Puttnam had told the audience in Switzerland to listen to the dialogue but instead of thinking about cars, to instead think about Artificial Intelligence — a masterclass in making a movie clip speak to a larger debate.

You see, he says, it’s all tied together — how the teachers of the future will find ways to marry the online and virtual world with the traditions of the classroom, in the same way that he and his peers, in the mid-90s, suddenly saw celluloid, the lifeblood of cinema to that point, replaced almost overnight by the digital revolution.

He sees these links everywhere and his life has been one of “connectivity”, he says, from his night school year of studying copyright law, priming him for all that legal wrangling when it came to making movies, to his time as a Labour Peer in the House of Lords, linking to his work on climate and education. 

As usual, there is a cinematic analogy — this time the ingenious collage of documentary maker Adam Curtis, he knits together apparently disparate source material to show us something new about the world.

David Puttnam, photographed at the launch of his scholarship programme in UCC. Pic: Tomas Tyner
David Puttnam, photographed at the launch of his scholarship programme in UCC. Pic: Tomas Tyner

'IF I DON'T, WHO WILL?'

There is certainly something professorial about him, as the sign on his office door indicates, but also something of both an optimist and a hard-nosed realist; a man who argues that he was “appalling” at running a studio because he wasn’t a manager.

So he hopes the UK Labour Party can turn around what he sees as the mess of Conservative rule while fearing that the election after next across the water will be pitched as an unedifying battle over the type of migration that will escalate due to climate change. 

Back here, he has words of praise for Micheál Martin, but also his local TD, Holly Cairns. He recalls a conversation with her, before she even ran for council when he asked her whether she wanted to send herself down that road. 

“Her answer was brilliant,” he says: ‘If I don’t, who will? And who can I then blame if nothing changes?’

A long-time resident of West Cork, Puttnam says he wouldn’t want to live anywhere else — and he’s been around. 
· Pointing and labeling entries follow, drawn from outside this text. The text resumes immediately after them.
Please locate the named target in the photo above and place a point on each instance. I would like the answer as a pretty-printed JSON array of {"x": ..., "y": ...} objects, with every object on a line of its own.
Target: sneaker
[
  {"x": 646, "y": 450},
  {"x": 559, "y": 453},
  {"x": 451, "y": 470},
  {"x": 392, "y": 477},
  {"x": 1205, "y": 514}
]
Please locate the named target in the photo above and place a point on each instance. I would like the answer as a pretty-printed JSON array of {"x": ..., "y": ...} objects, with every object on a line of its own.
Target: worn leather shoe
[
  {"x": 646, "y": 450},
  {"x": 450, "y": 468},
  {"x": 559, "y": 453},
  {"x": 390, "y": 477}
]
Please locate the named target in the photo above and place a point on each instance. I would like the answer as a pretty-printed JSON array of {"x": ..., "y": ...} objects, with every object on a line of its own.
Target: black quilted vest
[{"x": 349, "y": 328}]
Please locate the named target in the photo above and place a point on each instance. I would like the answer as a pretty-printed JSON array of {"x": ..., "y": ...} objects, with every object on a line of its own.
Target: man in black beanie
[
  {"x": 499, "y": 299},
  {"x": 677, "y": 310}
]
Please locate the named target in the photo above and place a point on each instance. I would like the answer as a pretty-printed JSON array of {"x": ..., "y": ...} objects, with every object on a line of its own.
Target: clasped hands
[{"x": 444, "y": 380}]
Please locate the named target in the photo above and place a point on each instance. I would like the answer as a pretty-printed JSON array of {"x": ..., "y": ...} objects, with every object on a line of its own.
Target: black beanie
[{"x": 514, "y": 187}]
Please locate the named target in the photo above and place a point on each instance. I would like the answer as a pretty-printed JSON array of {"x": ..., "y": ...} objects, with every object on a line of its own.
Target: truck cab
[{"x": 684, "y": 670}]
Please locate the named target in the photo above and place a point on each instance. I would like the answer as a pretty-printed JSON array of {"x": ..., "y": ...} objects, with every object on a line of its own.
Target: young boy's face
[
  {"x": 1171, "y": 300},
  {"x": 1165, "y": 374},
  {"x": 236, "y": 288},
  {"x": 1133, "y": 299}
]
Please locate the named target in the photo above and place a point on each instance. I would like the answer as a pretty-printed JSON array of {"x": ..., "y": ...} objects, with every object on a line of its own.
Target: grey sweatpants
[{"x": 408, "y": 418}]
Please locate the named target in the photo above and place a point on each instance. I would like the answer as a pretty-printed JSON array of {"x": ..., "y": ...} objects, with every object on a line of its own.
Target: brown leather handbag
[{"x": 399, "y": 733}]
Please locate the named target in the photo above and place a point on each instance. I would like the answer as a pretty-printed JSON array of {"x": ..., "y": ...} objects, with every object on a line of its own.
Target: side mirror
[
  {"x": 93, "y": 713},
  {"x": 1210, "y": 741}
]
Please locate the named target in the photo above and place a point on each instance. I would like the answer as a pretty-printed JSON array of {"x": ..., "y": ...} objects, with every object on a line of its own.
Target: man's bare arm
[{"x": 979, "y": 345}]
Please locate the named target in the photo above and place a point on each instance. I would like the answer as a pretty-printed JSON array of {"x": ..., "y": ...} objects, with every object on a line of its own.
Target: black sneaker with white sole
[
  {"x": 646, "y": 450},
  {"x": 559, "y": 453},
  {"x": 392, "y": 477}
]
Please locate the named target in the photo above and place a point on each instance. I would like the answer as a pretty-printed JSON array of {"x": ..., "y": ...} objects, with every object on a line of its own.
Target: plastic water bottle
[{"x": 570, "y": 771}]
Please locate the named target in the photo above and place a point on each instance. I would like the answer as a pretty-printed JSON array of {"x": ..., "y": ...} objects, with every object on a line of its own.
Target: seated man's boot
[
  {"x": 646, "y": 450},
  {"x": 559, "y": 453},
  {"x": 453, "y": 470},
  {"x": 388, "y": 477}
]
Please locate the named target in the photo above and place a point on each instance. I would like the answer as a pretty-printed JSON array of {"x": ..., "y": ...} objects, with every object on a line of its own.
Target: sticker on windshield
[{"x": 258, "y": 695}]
As we chat, photos of his Dad, Len, peer out from the wall — pictures of Puttnam’s father with Churchill, Stalin and Roosevelt. It was no ordinary life, to the extent where Puttnam, born in London, says he didn’t really meet his father until World War II was over.

“I loved him from day one,” he says. Some of his own first memories, as “a genuine blitz baby”, are those of air raid sirens. Maybe it put everything that followed into perspective, or as he describes it, “it is definitely a filter”.

And maybe that’s why he also seems to be propelled forward, still restless, still flying off around the world to contribute to the issues about which he is most passionate — education, politics, and still, enduringly, cinema.

He has a private cinema in another part of his house, and the movies under consideration by the Academy are now coming into his purview. 

Directors, actors, writers, producers, like he once was — their movies are being scrutinised ahead of next year’s awards, all the way down here just outside Skibbereen, a link in the chain which will end with some other soul, maybe even someone having a bad hair day, clasping that Oscar statue.